A new survey indicates almost half of Canadians have pushed their finances perilously close to the brink, underscoring the heavy toll that mounting debt loads are taking on households in this country.

Forty-six per cent of respondents to an Ipsos survey conducted on behalf MNP Ltd. said they're within $200 of insolvency every month, compared with 40 per cent who faced such dire circumstances in the previous survey in September.

Nearly the same proportion of respondents (39 per cent) to the latest survey, which was conducted from Dec. 7-12 and is based on responses from 2,154 participants, said they're worried they'll be pushed into bankruptcy if interest rates rise any higher.
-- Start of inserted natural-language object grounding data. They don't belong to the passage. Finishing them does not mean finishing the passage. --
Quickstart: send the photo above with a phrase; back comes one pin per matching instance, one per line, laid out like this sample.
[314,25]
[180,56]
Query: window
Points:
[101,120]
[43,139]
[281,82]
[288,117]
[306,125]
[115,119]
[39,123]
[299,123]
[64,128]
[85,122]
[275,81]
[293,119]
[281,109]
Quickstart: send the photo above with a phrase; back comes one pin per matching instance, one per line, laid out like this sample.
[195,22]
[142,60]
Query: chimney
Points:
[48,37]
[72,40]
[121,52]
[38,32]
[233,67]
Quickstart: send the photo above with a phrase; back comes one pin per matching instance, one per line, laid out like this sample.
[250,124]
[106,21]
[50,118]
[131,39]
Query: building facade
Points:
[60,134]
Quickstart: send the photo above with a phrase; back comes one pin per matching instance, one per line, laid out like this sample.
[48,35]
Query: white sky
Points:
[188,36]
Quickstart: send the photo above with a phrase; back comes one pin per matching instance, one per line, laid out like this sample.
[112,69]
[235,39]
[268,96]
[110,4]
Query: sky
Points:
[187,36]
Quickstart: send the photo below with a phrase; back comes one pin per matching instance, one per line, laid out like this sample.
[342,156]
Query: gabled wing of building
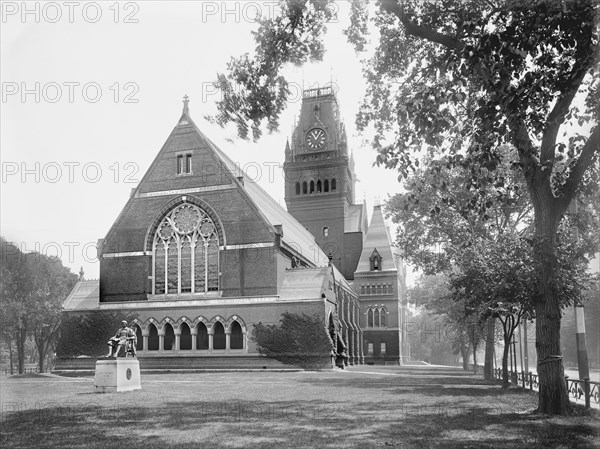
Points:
[378,239]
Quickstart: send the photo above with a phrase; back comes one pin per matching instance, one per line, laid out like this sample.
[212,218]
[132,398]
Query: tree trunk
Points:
[21,336]
[488,368]
[553,396]
[464,352]
[10,354]
[42,349]
[505,382]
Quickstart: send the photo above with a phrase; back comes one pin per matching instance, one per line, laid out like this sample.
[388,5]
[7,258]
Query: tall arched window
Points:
[202,337]
[185,340]
[186,252]
[237,338]
[169,338]
[153,340]
[140,339]
[218,336]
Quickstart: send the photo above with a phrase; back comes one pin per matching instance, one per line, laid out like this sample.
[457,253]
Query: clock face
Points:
[315,139]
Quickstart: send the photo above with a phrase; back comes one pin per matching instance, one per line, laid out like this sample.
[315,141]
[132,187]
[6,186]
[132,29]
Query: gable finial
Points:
[186,100]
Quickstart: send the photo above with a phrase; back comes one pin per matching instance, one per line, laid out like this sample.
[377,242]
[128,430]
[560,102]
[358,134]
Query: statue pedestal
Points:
[116,375]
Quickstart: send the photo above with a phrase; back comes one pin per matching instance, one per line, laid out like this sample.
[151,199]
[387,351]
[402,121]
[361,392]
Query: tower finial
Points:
[186,100]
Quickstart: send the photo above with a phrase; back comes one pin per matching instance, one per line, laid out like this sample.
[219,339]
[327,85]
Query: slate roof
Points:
[378,238]
[295,236]
[304,283]
[356,218]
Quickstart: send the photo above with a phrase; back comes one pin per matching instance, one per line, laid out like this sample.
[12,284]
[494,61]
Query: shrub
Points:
[299,339]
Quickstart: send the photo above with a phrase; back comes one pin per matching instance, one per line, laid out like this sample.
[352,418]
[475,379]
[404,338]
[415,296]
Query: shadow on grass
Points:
[187,424]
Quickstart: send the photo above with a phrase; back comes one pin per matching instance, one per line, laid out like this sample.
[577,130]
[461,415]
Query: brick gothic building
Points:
[200,252]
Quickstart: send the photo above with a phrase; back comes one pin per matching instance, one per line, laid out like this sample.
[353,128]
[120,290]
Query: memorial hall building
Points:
[200,253]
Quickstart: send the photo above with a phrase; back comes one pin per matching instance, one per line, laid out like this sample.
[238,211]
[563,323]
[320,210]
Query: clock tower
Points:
[320,180]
“Many [Canadians] have so little wiggle room that any increase in living costs or interest payments can tip them over the edge," said MNP President Grant Bazian in a release.

The Bank of Canada raised its benchmark lending rate three times last year, taking it to 1.75 per cent. The bank left that rate unchanged at its most recent meeting on Jan. 9, but reiterated that rates will "need to rise over time."

Based on the most recent data available from Statistics Canada, a closely-monitored gauge of household debt showed that, on average, Canadians owed almost $1.74 for every dollar of disposable income in the third quarter of 2018.

And as rates rise, some borrowers are second-guessing their financial decisions: the MNP survey shows 43 per cent of respondents regret how much debt they've taken out.

"For most, the cause of trouble appears to be long term accumulated debt," Bazian said. "It may have been acquired over many years and they managed to pay the monthly interest until now. They just can’t carry it any longer at higher interest rates."